O réveillon de Balneário Camboriú, um dos maiores de Santa Catarina, reuniu cerca de 1 milhão de moradores e turistas na Praia Central. Com tanta gente concentrada em poucos quilômetros de areia, a consequência é inevitável: a perda de joias, acessórios, documentos e objetos pessoais. É nesse cenário que entra em ação Mateus Natan da Silva, conhecido nas redes sociais como o “caçador de tesouros”.
Utilizando um detector de metais, o jovem percorre a praia após grandes eventos e durante a alta temporada em busca de itens perdidos. Apesar da expectativa de encontrar objetos de alto valor, Mateus conta que a maioria dos achados é composta por bijuterias, óculos de sol e pequenos acessórios, que acabaram virando uma coleção curiosa em casa.

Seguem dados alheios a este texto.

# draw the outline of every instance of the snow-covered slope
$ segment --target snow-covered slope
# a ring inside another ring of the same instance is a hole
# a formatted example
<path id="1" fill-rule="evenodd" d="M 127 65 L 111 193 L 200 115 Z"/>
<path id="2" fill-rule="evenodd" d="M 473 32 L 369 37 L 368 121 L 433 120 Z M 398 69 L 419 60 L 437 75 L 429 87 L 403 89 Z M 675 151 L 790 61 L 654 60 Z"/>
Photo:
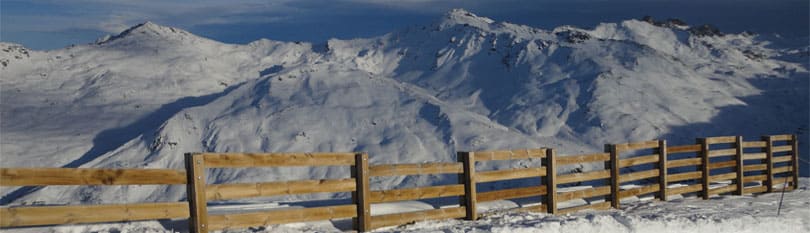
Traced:
<path id="1" fill-rule="evenodd" d="M 183 153 L 200 151 L 454 161 L 460 150 L 547 146 L 576 154 L 654 138 L 804 139 L 808 128 L 807 64 L 790 62 L 806 48 L 638 20 L 547 31 L 453 10 L 430 25 L 315 45 L 222 44 L 145 23 L 61 50 L 0 46 L 3 166 L 182 168 Z M 222 169 L 209 182 L 346 175 Z M 372 186 L 454 179 L 394 177 Z M 177 200 L 184 188 L 2 193 L 3 203 L 103 203 Z"/>

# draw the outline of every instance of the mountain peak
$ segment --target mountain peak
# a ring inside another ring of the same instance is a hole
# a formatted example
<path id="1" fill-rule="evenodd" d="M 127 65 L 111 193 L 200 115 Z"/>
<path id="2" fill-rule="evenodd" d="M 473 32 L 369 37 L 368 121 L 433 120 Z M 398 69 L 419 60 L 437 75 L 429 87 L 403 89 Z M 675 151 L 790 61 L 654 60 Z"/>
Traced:
<path id="1" fill-rule="evenodd" d="M 494 22 L 495 20 L 490 18 L 477 16 L 467 10 L 456 8 L 445 13 L 439 25 L 442 28 L 452 27 L 455 25 L 468 25 L 484 28 Z"/>
<path id="2" fill-rule="evenodd" d="M 106 44 L 125 38 L 132 38 L 134 40 L 186 40 L 192 37 L 197 36 L 182 29 L 163 26 L 151 21 L 146 21 L 132 26 L 122 31 L 118 35 L 108 35 L 100 38 L 96 41 L 96 43 Z"/>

Segundo ele, os itens mais valiosos encontrados recentemente foram uma pulseira avaliada em cerca de R$ 500, uma aliança e alguns anéis de prata. Em vídeos publicados nas redes sociais, Mateus mostra como a “caçada” pode render achados significativos em poucos minutos, apenas passando o detector pela areia da Praia Central.
Além dos objetos, o trabalho também contribui para a limpeza do local. Mateus destaca que, junto com a família, acaba retirando grande quantidade de lixo da praia. Entre os itens mais inusitados já encontrados estão uma dentadura, algemas de polícia, um motor de barco e até um iPhone que ainda estava funcionando.
O que começou como curiosidade virou também uma forma de prestação de serviço. Mateus atua no resgate de objetos perdidos, ajudando pessoas que perderam itens de valor financeiro ou sentimental. O serviço funciona mediante contratação, com cobrança parcial pelo deslocamento e uso dos equipamentos, e o restante do valor apenas se o objeto for localizado.
Os preços variam conforme a dificuldade da busca. Em áreas secas, os valores costumam ficar entre R$ 600 e R$ 1 mil, enquanto buscas que exigem mergulho podem chegar a R$ 3 mil. A distância e as condições do local também influenciam no custo final.
Apesar disso, Mateus explica que a principal fonte de renda atualmente vem da produção de conteúdo digital. Somando Instagram e TikTok, ele já ultrapassa 800 mil seguidores, acompanhando suas expedições em praias de Santa Catarina e até fora do Brasil, como em uma viagem recente ao Chile.
A história com o detector de metais começou cedo. Aos 15 anos, durante uma viagem ao Paraguai, surgiu a ideia de comprar o equipamento. Na época, ele e o pai adquiriram um modelo simples, acreditando que encontrariam ouro na praia. Os resultados não apareceram, apenas muito lixo, e a experiência foi deixada de lado.
Foi após a pandemia que a ideia ressurgiu. Incentivado pelo pai, Mateus decidiu retomar a atividade, desta vez com foco na criação de vídeos para a internet. A iniciativa deu certo e transformou o antigo hobby em profissão, unindo curiosidade, entretenimento e serviço à comunidade.